El reciente 19 de agosto se cumplieron nueve meses desde la masacre de Senkata. Los familiares y víctimas de la violencia estatal aún reclaman porque el Gobierno de transición cumpla con sus compromisos de reparación. Piden justicia y respeto.
Son pocos, no más de 30. Se acomodan cerca al ministerio de Justicia, en la concurrida avenida Mariscal Santa Cruz de la sede de Gobierno. Aún cargan con el luto y el peso de un estigma injusto. Son familiares y víctimas de la Masacre de Senkata.

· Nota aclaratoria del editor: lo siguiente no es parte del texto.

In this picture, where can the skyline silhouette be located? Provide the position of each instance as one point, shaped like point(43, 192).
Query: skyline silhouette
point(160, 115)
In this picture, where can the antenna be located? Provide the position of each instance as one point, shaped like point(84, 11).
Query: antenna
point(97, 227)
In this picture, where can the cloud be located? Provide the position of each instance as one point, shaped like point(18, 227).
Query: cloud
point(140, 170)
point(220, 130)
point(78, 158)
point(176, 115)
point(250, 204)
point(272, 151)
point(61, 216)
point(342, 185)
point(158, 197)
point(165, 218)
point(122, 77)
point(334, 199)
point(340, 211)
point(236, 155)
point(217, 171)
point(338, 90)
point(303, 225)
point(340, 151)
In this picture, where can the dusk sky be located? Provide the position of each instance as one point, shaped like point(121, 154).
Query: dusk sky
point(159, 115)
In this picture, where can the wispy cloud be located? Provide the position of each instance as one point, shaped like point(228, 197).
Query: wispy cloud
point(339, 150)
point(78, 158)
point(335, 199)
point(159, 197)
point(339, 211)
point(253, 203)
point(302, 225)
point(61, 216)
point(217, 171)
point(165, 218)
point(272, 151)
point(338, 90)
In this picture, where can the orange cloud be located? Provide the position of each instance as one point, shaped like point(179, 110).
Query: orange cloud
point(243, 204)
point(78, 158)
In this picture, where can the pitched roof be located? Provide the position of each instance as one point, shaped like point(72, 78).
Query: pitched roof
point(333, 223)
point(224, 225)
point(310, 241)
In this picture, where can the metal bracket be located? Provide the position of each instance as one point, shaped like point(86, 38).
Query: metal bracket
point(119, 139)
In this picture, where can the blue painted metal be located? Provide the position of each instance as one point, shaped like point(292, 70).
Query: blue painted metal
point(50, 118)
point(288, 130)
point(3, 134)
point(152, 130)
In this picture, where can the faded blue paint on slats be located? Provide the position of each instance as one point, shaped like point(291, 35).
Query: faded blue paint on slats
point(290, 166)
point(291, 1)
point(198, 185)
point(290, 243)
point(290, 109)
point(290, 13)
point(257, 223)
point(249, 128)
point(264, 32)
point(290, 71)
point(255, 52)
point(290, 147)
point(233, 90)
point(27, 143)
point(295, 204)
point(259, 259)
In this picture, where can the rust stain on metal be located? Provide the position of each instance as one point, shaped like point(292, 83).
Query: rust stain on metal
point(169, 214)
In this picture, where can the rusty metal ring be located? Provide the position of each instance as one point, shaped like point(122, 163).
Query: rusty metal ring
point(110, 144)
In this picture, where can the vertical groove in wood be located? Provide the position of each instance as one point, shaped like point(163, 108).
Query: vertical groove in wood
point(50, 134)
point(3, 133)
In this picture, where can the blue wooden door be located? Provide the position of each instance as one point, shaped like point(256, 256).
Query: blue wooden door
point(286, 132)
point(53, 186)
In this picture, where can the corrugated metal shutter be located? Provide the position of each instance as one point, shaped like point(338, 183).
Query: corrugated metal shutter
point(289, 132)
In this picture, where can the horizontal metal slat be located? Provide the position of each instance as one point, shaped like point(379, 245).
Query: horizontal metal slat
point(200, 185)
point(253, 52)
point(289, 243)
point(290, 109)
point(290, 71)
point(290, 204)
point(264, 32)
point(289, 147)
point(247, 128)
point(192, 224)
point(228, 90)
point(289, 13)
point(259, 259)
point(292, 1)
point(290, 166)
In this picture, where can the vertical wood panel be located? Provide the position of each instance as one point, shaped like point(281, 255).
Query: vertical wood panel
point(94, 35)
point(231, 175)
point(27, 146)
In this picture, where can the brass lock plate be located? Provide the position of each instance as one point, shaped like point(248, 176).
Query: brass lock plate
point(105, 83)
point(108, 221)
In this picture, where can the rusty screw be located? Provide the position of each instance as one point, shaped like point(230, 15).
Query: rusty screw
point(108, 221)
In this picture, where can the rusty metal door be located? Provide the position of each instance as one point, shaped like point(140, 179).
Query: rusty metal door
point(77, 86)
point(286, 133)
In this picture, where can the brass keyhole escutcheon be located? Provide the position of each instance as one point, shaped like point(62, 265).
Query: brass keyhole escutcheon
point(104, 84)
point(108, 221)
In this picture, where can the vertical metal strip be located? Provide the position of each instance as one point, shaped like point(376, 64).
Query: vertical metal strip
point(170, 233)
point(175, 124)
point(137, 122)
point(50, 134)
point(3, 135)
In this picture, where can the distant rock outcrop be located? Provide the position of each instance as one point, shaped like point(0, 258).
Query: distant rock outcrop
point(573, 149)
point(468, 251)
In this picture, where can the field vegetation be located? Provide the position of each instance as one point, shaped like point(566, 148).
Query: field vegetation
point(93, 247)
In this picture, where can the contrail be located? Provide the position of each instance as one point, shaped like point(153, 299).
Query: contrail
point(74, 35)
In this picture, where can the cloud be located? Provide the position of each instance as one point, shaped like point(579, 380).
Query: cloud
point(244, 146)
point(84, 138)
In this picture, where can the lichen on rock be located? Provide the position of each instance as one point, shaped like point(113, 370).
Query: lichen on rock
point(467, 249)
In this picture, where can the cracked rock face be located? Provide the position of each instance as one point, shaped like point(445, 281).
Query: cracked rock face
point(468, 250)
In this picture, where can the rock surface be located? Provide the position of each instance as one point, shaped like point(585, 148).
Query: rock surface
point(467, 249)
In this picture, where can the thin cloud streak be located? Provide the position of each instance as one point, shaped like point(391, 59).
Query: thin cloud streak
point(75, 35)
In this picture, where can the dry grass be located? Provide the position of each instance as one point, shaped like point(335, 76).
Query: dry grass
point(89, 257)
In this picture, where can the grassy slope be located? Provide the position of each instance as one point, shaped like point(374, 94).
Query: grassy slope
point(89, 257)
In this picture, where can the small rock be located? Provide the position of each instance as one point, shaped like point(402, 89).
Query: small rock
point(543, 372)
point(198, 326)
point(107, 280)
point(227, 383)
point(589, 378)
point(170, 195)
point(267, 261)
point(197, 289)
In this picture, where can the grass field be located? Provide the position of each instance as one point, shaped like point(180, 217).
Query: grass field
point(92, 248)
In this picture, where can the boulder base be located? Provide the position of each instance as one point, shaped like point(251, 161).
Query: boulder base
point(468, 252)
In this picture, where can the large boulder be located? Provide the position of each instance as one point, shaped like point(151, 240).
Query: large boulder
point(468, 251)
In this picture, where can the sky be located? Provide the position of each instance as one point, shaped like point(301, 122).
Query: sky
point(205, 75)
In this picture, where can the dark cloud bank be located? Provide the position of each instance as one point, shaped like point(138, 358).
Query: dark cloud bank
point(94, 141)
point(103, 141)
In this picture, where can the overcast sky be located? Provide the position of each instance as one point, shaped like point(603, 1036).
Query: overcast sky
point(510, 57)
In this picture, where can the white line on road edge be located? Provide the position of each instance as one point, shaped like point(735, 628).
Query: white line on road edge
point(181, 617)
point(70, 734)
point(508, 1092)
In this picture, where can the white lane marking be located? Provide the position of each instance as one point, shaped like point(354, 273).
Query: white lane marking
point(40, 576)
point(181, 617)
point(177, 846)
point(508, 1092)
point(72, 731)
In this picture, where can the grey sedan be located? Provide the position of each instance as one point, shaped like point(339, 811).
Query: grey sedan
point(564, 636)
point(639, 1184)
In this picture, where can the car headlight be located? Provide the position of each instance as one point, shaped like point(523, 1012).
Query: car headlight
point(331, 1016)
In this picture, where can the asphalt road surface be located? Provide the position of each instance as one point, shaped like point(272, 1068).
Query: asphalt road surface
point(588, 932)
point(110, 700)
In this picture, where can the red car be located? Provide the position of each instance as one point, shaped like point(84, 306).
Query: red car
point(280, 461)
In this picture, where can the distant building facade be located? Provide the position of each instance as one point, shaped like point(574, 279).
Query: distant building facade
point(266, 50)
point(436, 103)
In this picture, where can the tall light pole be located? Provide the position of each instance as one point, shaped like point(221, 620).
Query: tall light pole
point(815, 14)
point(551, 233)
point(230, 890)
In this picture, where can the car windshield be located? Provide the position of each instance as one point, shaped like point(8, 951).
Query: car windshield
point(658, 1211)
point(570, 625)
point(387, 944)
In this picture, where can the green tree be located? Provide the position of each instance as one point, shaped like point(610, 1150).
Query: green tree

Un par de jóvenes pasan cerca y susurran: “eran los de Senkata, los que querían volar El Alto”.
¿Realmente eran “ellos”?
María Cusi, mamá de Devi Posto Cusi tiene la documentación de su hijo en un bolso. Viste de negro, solo su barbijo de aguayo acepta colores. Entre los papeles, tiene uno de Delicia, una de las fábricas de lácteos más importantes en El Alto, La Paz. La empresa no detuvo sus operaciones durante los conflictos postelectorales.
Devi era chófer de los camiones repartidores y llegaba en bicicleta hasta los depósitos para cumplir con su labor.
Murió mientras pasaba con su bicicleta rumbo a la planta de lácteos. Su madre recuerda bien que antes de salir de casa le dejó unos helados que le habían regalado. Le invitó uno y se subió a la bicicleta. No lo volvió a ver con vida.
Su relato es fuerte, su voz es elocuente. Por un momento rompe con la indiferencia y levanta preguntas entre los transeúntes.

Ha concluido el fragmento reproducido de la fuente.